Je marche tranquillement dans les rues pavées d'Athènes, quand on attrape mon bras et que l'on me tire dans une ruelle sombre. Toujours armé, je sors mon épée, prêt à riposter et à paralyser mon adversaire. Je me ravise quand je découvre que un visage assez juvénile, quelques restes de mèches blondes et un sourire espiègle.

— Tu me refais un truc comme ça, Hermès et je te jure que je te plante. Je lui lance un regard noir, qui le fait glousser.

— Toujours de bonne humeur, on dirait.

—  Je déteste Athènes.

— Et pourtant, tu passes ta vie ici.

— Sparte est beaucoup trop blindée en ce moment. Des gens en calèche viennent pour y faire des balades, comme si c'était le lieu.

—  Enfin, je ne suis pas là pour avoir une discussion amicale, de toute façon, avec ton humeur de chien, on peut pas avoir de discussion tout court. Il sort de son casque un papyrus. Tiens, c'est de la part d'Apollon. Une invitation urgente à son palais.

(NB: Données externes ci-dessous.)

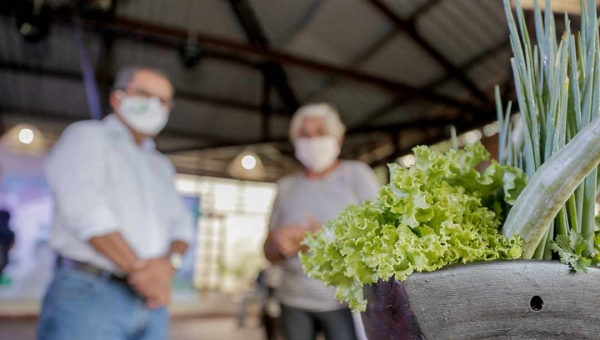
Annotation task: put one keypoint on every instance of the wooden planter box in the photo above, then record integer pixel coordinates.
(489, 300)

Il fallait bien que je m'attende à une confrontation, un jour ou l'autre. L'histoire avec Ethae n'a sûrement pas dû vraiment lui plaire.

— Il était de quelle humeur quand il t'a filé la lettre ?

— Exécrable ! J'ai discuté avec les Muses et elles m'ont dit qu'il est terrible depuis quelques semaines.

— Génial. Je marmonne.

Hermès s'approche de moi et d'un geste amical, tapote sur mon épaule et me dit :

— J'ai été heureux de te revoir, ça faisait un moment.

— Dégages Hermès.

—  D'accord, à bientôt.

Il disparaît aussi vite qu'il est arrivé me laissant seul avec le papyrus dans les mains. Les lettres sont soignées, très belles mais étrangement, je ressens déjà la froideur de ses mots. D'accord, il est vraiment sur les nerfs encore à cause de cette histoire ridicule. Elle n'est même pas morte cette nymphe ! Elle a juste été maudite, ça aurait pu être pire.
La nuit tombée, je pars le rejoindre. Je ne mets pas très longtemps pour me rendre à Délos, l'île de sa résidence principale. Son palais est... à sa hauteur. Très lumineux et volumineux, entouré de magnifique jardins qui pourraient égaler celui des Hespérides, de nombreux bassins et une belle forêt luxuriante. D'habitude, nos rendez vous se passent à Delphes, étant un peu plus reculés. Être ici, comme une visite officielle, très solennelle, ce qui me pétrifie. J'entre facilement dans le palais sous le regard des Muses qui m'observent du coin de l'oeil. C'est pas vraiment la joie ici...
Quand j'arrive dans la pièce principale, Apollon est dos à moi, face à l'océan. A sa tenue très droite, je vois bien qu'il est de mauvais poil.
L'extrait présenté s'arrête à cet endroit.